"No, Brother Friedsam, I had nothing to do with it until now. But I think they are right, and I hope they will keep to their word. You have been altogether too hard on us."

The director made no reply, but wearily leaned his pale, refined face upon his hand and looked up at Tabea. This look of inquiry had something of unhappiness in it that touched the nun's heart, and she was half sorry that she had spoken so sharply. She fumbled for the wooden latch of the door presently, and went out with a sense of inward defeat and annoyance.

"The Hofcavalier does not come back with head in the air," murmured Thecla. "A bad sign."

"I gave the message," said Sister Tabea, "and Brother Friedsam did not say whether the four parts sung by the men would be sufficient or not. But I know very well what he will do; he will coax you all back within a week."

"And you will leave the convent and break your vows; mark my words," said Sister Jael with sharpness.

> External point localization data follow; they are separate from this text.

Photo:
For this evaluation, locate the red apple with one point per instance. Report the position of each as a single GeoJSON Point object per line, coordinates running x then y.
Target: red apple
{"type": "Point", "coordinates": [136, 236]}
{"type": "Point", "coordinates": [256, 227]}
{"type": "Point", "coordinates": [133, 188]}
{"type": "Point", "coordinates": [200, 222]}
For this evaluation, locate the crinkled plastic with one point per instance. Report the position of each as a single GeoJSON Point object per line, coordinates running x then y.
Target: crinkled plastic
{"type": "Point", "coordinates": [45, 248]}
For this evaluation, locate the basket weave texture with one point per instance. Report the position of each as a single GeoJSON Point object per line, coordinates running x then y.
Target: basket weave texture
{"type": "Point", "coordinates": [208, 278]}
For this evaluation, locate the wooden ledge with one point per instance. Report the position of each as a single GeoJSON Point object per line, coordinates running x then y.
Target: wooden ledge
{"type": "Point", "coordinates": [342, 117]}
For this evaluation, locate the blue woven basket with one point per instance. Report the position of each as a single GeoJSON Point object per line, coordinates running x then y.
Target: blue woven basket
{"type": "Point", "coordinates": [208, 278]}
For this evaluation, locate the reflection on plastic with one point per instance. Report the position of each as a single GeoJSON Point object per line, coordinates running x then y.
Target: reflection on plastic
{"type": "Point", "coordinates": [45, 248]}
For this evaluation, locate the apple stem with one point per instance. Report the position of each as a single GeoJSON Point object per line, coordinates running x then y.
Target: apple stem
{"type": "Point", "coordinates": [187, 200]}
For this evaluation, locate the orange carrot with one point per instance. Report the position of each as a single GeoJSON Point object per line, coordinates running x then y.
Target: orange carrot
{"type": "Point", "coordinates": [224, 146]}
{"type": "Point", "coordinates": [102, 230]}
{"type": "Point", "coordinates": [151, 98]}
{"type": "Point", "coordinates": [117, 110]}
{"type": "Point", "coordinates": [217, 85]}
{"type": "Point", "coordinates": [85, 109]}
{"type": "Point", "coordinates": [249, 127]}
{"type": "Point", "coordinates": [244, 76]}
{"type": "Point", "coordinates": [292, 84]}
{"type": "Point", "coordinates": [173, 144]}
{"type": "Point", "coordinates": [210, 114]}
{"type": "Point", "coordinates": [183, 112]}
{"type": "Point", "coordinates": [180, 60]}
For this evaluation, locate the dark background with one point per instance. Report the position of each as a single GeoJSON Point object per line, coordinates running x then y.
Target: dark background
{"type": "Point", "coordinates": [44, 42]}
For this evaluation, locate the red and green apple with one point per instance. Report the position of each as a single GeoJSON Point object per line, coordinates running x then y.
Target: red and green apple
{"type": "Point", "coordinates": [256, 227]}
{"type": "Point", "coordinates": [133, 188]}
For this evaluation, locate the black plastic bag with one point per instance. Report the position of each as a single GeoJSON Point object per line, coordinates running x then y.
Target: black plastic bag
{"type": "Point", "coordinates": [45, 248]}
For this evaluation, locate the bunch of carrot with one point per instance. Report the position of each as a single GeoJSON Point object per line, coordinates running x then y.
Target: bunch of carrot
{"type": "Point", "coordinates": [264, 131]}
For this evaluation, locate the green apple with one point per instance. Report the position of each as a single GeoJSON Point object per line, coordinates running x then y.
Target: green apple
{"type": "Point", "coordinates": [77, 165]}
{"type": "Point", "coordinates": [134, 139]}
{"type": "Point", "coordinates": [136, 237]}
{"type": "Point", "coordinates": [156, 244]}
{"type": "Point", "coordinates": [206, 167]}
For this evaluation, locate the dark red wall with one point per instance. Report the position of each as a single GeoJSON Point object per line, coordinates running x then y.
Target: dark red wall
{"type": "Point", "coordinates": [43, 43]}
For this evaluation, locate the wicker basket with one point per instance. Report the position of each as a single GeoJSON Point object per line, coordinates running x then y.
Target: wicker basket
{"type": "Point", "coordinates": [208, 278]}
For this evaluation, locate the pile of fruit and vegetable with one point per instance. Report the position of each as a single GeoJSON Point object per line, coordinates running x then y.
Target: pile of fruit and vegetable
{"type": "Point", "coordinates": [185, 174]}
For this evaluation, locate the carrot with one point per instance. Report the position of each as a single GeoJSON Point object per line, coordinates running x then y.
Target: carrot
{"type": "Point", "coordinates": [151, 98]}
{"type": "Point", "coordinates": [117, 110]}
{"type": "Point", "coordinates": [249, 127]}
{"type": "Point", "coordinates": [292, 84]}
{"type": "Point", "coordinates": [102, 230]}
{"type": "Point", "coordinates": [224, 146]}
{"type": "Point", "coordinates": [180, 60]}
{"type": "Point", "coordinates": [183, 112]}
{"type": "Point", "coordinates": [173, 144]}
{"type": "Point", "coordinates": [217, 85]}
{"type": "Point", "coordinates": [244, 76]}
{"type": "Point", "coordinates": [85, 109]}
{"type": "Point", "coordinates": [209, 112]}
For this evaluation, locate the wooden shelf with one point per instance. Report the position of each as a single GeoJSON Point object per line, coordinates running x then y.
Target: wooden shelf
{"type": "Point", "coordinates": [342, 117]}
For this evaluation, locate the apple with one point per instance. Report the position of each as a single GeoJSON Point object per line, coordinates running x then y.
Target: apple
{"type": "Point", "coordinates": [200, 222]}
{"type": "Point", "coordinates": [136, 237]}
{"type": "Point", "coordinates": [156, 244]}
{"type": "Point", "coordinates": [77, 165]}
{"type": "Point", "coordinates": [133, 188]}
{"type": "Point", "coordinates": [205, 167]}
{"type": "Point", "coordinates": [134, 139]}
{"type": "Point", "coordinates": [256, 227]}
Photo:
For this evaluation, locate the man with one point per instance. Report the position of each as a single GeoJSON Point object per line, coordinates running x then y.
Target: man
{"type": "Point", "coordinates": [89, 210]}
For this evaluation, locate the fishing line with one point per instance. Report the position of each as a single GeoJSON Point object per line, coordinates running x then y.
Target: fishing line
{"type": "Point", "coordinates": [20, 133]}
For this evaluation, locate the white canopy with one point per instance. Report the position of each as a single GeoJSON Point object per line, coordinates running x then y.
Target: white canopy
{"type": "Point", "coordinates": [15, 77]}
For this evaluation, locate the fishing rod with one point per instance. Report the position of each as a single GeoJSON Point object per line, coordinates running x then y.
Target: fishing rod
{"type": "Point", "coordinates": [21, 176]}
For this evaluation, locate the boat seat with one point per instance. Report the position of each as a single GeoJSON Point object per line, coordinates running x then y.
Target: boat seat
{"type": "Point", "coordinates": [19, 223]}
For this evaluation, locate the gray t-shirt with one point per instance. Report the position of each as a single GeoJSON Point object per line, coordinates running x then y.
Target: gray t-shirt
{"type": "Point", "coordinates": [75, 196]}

"It will be after I get this page finished, I tell you," said Tabea. But she did not seem in haste to finish the page, for, not choosing to show how much she had been discomposed by Brother Friedsam's wistful and inquiring look, she gathered up her brush, her colors, and the notebook page on which she had been at work, and went up the stairs alongside the great chimney, shutting herself in her cell.

Once there, the picture of Friedsam's face came vividly before her. She recalled her first meeting with him at her mother's house on the Wissahickon, and how her heart had gone out to the only man she had ever met whose character was out of the common. I do not say that she had consciously loved him as she listened to him, sitting there on the homemade stool in her mother's cabin and talking of things beyond comprehension. But she could have loved him, and she did worship him. It was the personal fascination of Brother Friedsam and her own vigorous hatred of the commonplace that had led her three years before to join the sisterhood in the Sharon house. She did not know to what degree a desire for Beissels's companionship had drawn her to accept his speculations concerning the mystical Sophia and the Philadelphian fellowship. But the convent had proved a disappointment. She had seen little of the great Brother Friedsam, and he had given her, instead of friendly notice and approval, only a schoolmaster's scolding now and then for slight faults committed in singing a new piece.

As she sat there in gloomy meditation Jael's evil prediction entered her mind, and she amused herself with dreams of what might take place if she should leave the convent and go out into the world again.

In putting away her papers a little note fell out.

"The goose is at it again," she said.